M. Shulman, Towards Third-Generation HOTT, April 14, 21, and 28 - HoTTEST Distinguished Lecture Series

M. Shulman, Towards Third-Generation HOTT, April 14, 21, and 28 - HoTTEST Distinguished Lecture Series

[Chris Kapulkin]

We are delighted to announce the inaugural HoTTEST Distinguished
Lecture Series to be given by Mike Shulman (University of San Diego).
The series consists of three lectures which will take place on April
14, 21, and 28 at 11:30 AM Eastern time. The Eastern time zone is now
observing daylight saving time, making it UTC-04:00.

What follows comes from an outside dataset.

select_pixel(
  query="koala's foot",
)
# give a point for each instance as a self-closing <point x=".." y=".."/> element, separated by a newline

Each lecture will be one-hour long and will be followed by a 30-minute
discussion. The title and abstract are below.

The Zoom link is

   https://zoom.us/j/994874377

Further information, including our Google Calendar and Youtube
channel, is available at

   http://uwo.ca/math/faculty/kapulkin/seminars/hottest.html

We are looking forward to seeing many of you there!

Best wishes,
Carlo Angiuli
Dan Christensen
Chris Kapulkin

*

Mike Shulman
University of San Diego

Towards Third-Generation HOTT

In Book HoTT, identity is defined uniformly by the principle of
"indiscernibility of identicals". This automatically gives rise to
higher structure; but many desired equalities are not definitional,
and univalence must be asserted by a non-computational axiom. Cubical
type theories also define identity uniformly, but using paths instead.
This makes more equalities definitional, and enables a form of
univalence that computes; but requires inserting all the higher
structure by hand with Kan operations.

I will present work in progress towards a third kind of homotopy type
theory, which we call Higher Observational Type Theory (HOTT). In this
system, identity is not defined uniformly across all types, but
recursively for each type former: identifications of pairs are pairs
of identifications, identifications of functions are pointwise
identifications, and so on. Univalence is then just the instance of
this principle for the universe. The resulting theory has many useful
definitional equalities like cubical type theories, but also gives
rise to higher structure automatically like Book HoTT. Also like Book
HoTT, it can be interpreted in a class of model categories that
suffice to present all Grothendieck-Lurie (∞,1)-toposes; and we have
high hopes that, like cubical type theories, some version of it will
satisfy canonicity and normalization.

This is joint work with Thorsten Altenkirch and Ambrus Kaposi.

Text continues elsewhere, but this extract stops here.